III. SUR L’APPLICATION DE L’ARTICLE 41 DE LA CONVENTION
103. Aux termes de l’article 41 de la Convention,
« Si la Cour déclare qu’il y a eu violation de la Convention ou de ses Protocoles, et si le droit interne de la Haute Partie contractante ne permet d’effacer qu’imparfaitement les conséquences de cette violation, la Cour accorde à la partie lésée, s’il y a lieu, une satisfaction équitable. »
A. Dommage
104. A titre de dommage moral, les requérants réclament chacun 50 000 euros (EUR).
105. Le Gouvernement invite la Cour à rejeter ces demandes car elles sont dénuées de fondement et au demeurant excessives.

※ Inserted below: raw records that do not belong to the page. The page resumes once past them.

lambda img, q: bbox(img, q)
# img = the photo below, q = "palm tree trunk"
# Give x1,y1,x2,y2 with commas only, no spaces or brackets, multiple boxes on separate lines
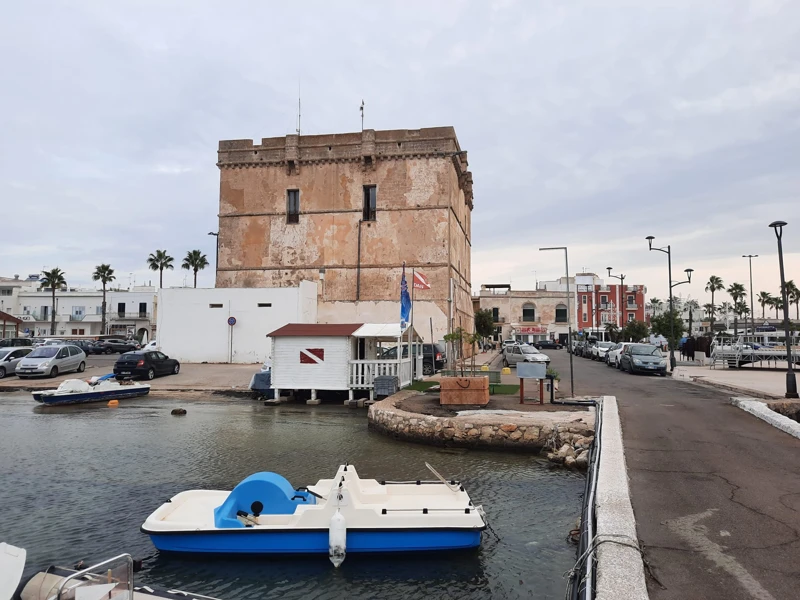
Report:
50,286,56,335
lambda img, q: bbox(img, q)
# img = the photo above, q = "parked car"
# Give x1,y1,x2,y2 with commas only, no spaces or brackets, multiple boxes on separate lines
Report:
589,342,615,362
0,338,33,348
0,346,33,379
503,344,550,367
95,340,141,354
381,344,446,375
114,350,181,379
16,344,86,379
533,340,564,350
620,344,667,377
606,342,633,369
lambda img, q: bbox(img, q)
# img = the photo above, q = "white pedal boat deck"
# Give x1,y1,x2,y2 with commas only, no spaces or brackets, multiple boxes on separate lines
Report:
141,465,486,566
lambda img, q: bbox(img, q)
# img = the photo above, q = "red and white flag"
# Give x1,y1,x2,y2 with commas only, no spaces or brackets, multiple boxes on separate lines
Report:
414,271,431,290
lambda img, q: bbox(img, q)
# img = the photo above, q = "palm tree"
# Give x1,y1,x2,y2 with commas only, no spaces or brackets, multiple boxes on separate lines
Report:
756,292,772,319
39,267,67,335
726,283,747,337
147,250,175,288
706,275,725,335
683,300,700,335
92,265,116,333
181,250,208,287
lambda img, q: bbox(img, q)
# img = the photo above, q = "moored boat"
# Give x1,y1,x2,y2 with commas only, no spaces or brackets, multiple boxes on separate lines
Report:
141,464,486,567
33,375,150,406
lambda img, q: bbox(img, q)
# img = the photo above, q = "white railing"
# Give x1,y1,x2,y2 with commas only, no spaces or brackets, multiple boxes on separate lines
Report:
347,358,411,389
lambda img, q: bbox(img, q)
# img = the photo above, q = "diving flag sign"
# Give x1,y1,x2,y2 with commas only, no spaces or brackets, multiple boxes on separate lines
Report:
414,271,431,290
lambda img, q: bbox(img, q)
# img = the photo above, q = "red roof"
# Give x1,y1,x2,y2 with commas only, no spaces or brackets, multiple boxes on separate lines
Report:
267,323,363,337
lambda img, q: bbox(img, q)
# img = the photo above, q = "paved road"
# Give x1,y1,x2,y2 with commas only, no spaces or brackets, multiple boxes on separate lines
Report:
548,350,800,600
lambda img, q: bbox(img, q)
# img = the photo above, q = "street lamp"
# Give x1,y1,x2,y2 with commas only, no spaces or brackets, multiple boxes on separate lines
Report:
539,246,575,398
645,235,694,371
606,267,625,329
742,254,758,337
769,221,798,398
208,231,219,287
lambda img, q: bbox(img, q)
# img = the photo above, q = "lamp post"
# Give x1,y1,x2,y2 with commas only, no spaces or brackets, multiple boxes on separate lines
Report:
742,254,758,338
606,267,625,336
208,231,219,287
645,235,694,371
769,221,798,398
539,246,575,397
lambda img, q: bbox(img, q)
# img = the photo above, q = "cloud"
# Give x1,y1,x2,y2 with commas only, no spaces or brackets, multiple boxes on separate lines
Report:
0,0,800,296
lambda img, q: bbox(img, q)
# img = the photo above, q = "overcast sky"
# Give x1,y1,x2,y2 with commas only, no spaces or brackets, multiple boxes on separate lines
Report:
0,0,800,314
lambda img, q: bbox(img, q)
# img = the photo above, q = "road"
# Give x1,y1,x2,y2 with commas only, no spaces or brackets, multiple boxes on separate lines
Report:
546,350,800,600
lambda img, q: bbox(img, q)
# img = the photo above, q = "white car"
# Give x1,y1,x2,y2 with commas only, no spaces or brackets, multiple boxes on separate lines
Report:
606,342,633,369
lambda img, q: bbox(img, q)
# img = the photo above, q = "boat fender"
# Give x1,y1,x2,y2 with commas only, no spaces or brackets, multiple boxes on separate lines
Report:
328,509,347,568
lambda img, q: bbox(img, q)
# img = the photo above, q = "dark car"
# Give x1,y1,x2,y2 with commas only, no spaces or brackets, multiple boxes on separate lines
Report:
0,338,33,348
114,350,181,379
619,344,667,377
533,340,564,350
94,340,139,354
381,344,446,375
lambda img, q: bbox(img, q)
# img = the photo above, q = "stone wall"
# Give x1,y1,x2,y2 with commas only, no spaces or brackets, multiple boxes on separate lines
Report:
368,391,594,457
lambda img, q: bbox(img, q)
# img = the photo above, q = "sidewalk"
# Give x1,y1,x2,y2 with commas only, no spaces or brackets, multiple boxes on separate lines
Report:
672,362,786,399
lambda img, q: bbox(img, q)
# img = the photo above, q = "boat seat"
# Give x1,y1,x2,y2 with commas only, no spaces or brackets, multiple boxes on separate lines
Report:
214,472,316,528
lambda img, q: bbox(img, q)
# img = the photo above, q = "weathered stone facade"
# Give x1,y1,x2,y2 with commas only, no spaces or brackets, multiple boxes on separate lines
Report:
216,127,473,337
368,392,594,454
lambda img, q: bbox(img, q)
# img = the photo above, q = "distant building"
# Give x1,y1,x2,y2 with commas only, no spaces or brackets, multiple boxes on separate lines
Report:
473,284,575,344
216,127,473,341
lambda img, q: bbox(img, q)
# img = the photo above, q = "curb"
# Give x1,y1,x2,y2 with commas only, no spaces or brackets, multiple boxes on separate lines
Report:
731,397,800,438
595,396,649,600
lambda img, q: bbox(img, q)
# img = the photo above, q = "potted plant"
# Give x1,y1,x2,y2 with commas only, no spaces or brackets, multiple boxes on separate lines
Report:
439,327,489,406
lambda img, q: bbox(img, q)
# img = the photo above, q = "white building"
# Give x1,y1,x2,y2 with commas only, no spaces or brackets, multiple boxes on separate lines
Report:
157,281,317,363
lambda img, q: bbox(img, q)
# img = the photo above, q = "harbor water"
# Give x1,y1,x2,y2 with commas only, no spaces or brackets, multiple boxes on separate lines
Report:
0,393,584,600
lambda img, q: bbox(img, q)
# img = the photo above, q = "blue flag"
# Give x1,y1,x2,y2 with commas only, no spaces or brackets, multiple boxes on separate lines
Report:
400,263,411,329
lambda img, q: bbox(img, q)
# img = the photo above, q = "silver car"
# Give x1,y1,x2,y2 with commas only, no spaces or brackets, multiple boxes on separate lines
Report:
503,344,550,367
16,344,86,378
0,346,33,379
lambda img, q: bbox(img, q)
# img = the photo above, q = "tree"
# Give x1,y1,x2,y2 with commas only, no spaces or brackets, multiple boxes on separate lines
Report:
622,320,650,342
756,292,772,319
92,265,116,333
683,300,700,335
147,250,175,288
39,267,67,335
475,308,494,338
181,250,208,287
650,310,684,348
706,275,727,335
726,283,747,338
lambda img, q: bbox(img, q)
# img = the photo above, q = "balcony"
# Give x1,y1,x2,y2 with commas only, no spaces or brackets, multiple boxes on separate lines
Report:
108,311,150,321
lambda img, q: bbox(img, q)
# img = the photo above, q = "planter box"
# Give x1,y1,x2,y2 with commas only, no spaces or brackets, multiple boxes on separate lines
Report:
439,377,489,406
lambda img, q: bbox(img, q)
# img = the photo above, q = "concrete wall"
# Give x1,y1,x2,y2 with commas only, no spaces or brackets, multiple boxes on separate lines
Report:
158,281,317,363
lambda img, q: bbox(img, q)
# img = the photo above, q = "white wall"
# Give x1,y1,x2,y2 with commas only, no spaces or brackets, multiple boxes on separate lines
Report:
317,300,446,342
157,282,316,363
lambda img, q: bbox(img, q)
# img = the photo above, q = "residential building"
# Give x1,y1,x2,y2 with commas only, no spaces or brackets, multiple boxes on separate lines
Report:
473,284,576,344
158,281,317,363
216,127,473,341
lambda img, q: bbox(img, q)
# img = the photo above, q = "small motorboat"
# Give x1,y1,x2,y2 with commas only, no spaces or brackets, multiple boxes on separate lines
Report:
33,374,150,406
0,543,216,600
141,463,486,567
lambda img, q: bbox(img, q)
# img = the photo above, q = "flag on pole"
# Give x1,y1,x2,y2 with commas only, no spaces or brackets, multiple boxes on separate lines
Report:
400,263,411,329
414,271,431,290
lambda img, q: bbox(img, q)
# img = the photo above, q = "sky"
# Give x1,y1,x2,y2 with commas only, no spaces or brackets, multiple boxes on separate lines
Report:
0,0,800,303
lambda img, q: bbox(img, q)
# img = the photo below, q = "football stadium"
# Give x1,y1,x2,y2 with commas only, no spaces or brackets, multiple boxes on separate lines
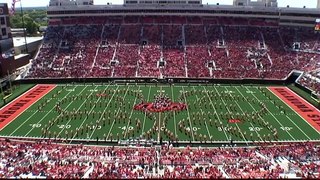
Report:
0,0,320,179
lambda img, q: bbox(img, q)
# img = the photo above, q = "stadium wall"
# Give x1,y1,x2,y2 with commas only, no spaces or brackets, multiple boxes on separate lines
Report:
14,78,290,85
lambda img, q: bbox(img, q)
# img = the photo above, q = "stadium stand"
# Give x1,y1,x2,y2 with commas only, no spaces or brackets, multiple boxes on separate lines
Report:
0,139,320,179
27,16,320,79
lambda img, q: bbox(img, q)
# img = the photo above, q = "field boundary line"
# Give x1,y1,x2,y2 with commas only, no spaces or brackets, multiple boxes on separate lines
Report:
182,86,195,141
106,86,129,139
245,86,296,140
203,86,230,141
229,86,263,141
192,86,212,140
124,86,141,138
0,84,56,131
171,85,178,137
141,86,151,135
56,86,101,137
87,84,118,140
267,87,320,135
66,84,114,143
25,86,85,136
214,86,248,145
267,88,311,140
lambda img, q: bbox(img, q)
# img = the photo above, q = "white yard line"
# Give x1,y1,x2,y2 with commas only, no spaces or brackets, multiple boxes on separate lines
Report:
192,86,212,140
106,86,129,139
171,85,177,137
267,88,312,140
158,86,162,143
123,86,140,138
70,84,119,143
245,86,296,140
214,86,248,144
229,86,263,141
141,86,151,135
203,86,230,141
57,86,97,137
89,85,120,139
25,86,83,136
286,87,320,134
182,86,194,141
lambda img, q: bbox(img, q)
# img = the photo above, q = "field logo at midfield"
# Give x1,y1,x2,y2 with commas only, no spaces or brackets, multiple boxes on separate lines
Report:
133,94,187,112
228,119,241,123
0,85,55,130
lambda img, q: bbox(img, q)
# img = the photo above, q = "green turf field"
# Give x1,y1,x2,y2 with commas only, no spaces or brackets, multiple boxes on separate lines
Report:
0,83,320,143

106. Eu égard à l’extrême gravité des violations de la Convention sur le terrain de l’article 3 (paragraphes 85 et 100 ci-dessus) dont les requérants ont été victimes, la Cour, en équité, alloue les sommes suivantes pour dommage moral : 30 000 EUR à chacun des requérants Fazil Ahmet Tamer, Erol Kaplan, Hasan Demir et Rıdvan Kura, et 25 000 EUR à chacun des requérants Mustafa Demir et Fatma Günay.
B. Frais et dépens
107. Pour les frais et dépens qu’ils ont engagés afin de faire valoir leurs droits devant la Cour, les requérants demandent le remboursement de 25 280 EUR, qu’ils ventilent comme suit : 24 810 EUR pour honoraires d’avocat et 470 EUR pour frais de traduction.
108. Le Gouvernement estime ces sommes excessives.

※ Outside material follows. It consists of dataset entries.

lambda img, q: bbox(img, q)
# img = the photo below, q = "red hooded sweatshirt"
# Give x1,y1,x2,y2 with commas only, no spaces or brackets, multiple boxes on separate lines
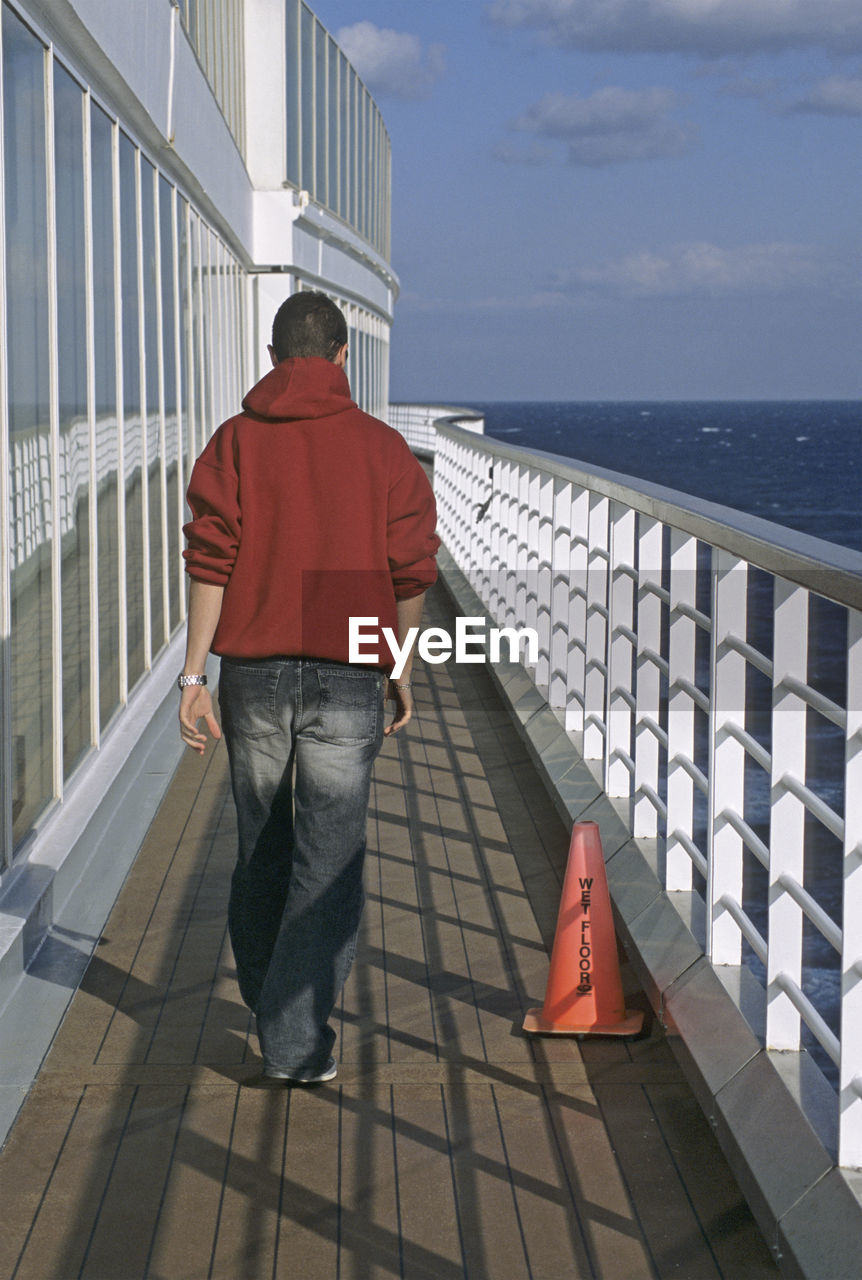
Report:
183,357,439,669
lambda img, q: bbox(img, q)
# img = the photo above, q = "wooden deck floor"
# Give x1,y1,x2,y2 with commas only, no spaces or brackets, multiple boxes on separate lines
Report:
0,589,777,1280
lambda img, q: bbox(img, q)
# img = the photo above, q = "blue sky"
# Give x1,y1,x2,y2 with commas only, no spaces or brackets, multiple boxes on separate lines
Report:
313,0,862,401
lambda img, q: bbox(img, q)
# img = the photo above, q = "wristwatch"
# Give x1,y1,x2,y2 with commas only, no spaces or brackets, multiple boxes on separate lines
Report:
177,676,206,689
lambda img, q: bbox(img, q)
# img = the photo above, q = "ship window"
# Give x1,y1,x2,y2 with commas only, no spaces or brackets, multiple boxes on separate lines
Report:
327,40,341,212
300,5,315,196
314,22,329,205
3,5,54,844
159,178,182,632
140,156,165,654
54,63,91,777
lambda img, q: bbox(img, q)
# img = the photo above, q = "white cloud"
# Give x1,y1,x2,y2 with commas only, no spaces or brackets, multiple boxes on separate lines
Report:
556,241,833,298
507,86,692,168
336,22,446,99
485,0,862,58
789,76,862,115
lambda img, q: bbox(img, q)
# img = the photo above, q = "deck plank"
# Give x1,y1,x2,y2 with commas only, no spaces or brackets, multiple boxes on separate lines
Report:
0,590,777,1280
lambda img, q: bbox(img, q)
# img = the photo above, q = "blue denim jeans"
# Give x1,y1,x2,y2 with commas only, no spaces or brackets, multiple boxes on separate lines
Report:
219,658,386,1076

109. Selon la jurisprudence de la Cour, un requérant ne peut obtenir le remboursement de ses frais et dépens que dans la mesure où se trouvent établis leur réalité, leur nécessité et le caractère raisonnable de leur taux. En l’espèce et compte tenu des éléments en sa possession et des critères susmentionnés, la Cour estime raisonnable la somme de 5 000 EUR tous frais confondus et l’accorde aux requérants conjointement.
C. Intérêts moratoires
110. La Cour juge approprié de baser le taux des intérêts moratoires sur le taux d’intérêt de la facilité de prêt marginal de la Banque centrale européenne majoré de trois points de pourcentage.

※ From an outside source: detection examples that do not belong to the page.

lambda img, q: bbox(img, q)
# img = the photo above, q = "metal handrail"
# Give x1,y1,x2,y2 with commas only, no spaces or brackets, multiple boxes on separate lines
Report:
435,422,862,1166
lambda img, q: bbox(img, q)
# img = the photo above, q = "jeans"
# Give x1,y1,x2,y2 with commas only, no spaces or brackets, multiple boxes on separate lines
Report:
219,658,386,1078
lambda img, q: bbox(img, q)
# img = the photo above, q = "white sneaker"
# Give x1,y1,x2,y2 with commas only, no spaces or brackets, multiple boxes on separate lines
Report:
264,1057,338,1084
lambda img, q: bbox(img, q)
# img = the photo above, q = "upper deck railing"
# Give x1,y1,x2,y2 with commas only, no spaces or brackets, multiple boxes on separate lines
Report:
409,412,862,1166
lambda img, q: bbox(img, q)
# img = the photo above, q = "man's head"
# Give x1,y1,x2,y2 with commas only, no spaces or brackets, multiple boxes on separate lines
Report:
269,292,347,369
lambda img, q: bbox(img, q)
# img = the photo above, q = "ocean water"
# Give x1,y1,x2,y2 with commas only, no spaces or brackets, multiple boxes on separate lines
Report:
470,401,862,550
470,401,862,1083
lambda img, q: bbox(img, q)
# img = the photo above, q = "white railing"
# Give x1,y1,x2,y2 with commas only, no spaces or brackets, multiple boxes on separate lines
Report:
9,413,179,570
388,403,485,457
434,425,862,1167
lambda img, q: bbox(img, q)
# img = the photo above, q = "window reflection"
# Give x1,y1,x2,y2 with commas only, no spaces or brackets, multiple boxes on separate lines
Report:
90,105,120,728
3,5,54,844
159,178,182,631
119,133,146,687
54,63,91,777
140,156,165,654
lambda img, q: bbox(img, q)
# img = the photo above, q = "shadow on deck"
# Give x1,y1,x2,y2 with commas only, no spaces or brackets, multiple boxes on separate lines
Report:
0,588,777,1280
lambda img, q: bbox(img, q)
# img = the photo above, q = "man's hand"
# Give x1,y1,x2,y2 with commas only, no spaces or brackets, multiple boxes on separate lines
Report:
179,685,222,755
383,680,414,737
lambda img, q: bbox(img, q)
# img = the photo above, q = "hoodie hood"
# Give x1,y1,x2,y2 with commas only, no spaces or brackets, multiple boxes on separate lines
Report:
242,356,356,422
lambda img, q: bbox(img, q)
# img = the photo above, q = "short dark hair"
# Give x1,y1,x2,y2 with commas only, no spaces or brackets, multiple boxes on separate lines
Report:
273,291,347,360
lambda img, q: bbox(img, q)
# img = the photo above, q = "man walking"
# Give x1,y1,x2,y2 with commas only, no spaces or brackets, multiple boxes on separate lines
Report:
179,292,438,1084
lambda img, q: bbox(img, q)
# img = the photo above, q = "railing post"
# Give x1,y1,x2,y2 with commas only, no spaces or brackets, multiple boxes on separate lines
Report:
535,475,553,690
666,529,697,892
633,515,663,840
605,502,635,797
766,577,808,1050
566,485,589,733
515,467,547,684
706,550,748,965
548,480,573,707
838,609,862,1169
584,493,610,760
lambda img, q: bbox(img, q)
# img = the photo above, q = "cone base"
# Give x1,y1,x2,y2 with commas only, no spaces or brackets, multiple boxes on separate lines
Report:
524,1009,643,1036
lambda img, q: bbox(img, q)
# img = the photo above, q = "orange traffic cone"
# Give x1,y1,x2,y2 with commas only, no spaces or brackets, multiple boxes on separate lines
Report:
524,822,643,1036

PAR CES MOTIFS, LA COUR, À L’UNANIMITÉ,
1. Rejette l’exception préliminaire du Gouvernement ;
2. Dit qu’il y a eu violation de l’article 3 de la Convention sous son volet matériel ;
3. Dit qu’il y a eu violation de l’article 3 de la Convention sous son volet procédural ;
4. Dit qu’aucune question distincte ne se pose sous l’angle de l’article 13 de la Convention ;
5. Dit
a) que l’État défendeur doit verser, dans les trois mois à compter du jour où l’arrêt sera devenu définitif conformément à l’article 44 § 2 de la Convention, les sommes suivantes, à convertir en nouvelles livres turques au taux applicable à la date du paiement :
i.pour dommage moral :
30 000 EUR (trente mille euros) à chacun des requérants Fazil Ahmet Tamer, Erol Kaplan, Hasan Demir et Rıdvan Kura, et 25 000 EUR (vingt-cinq mille euros) à chacun des requérants Mustafa Demir et Fatma Günay ;
ii.5 000 EUR (cinq mille euros) aux requérants conjointement pour frais et dépens ;
iii.tout montant pouvant être dû à titre d’impôt sur lesdites sommes ;
b) qu’à compter de l’expiration dudit délai et jusqu’au versement, ces montants seront à majorer d’un intérêt simple à un taux égal à celui de la facilité de prêt marginal de la Banque centrale européenne applicable pendant cette période, augmenté de trois points de pourcentage ;
6. Rejette la demande de satisfaction équitable pour le surplus.
Fait en français, puis communiqué par écrit le 24 juillet 2007 en application de l’article 77 §§ 2 et 3 du règlement.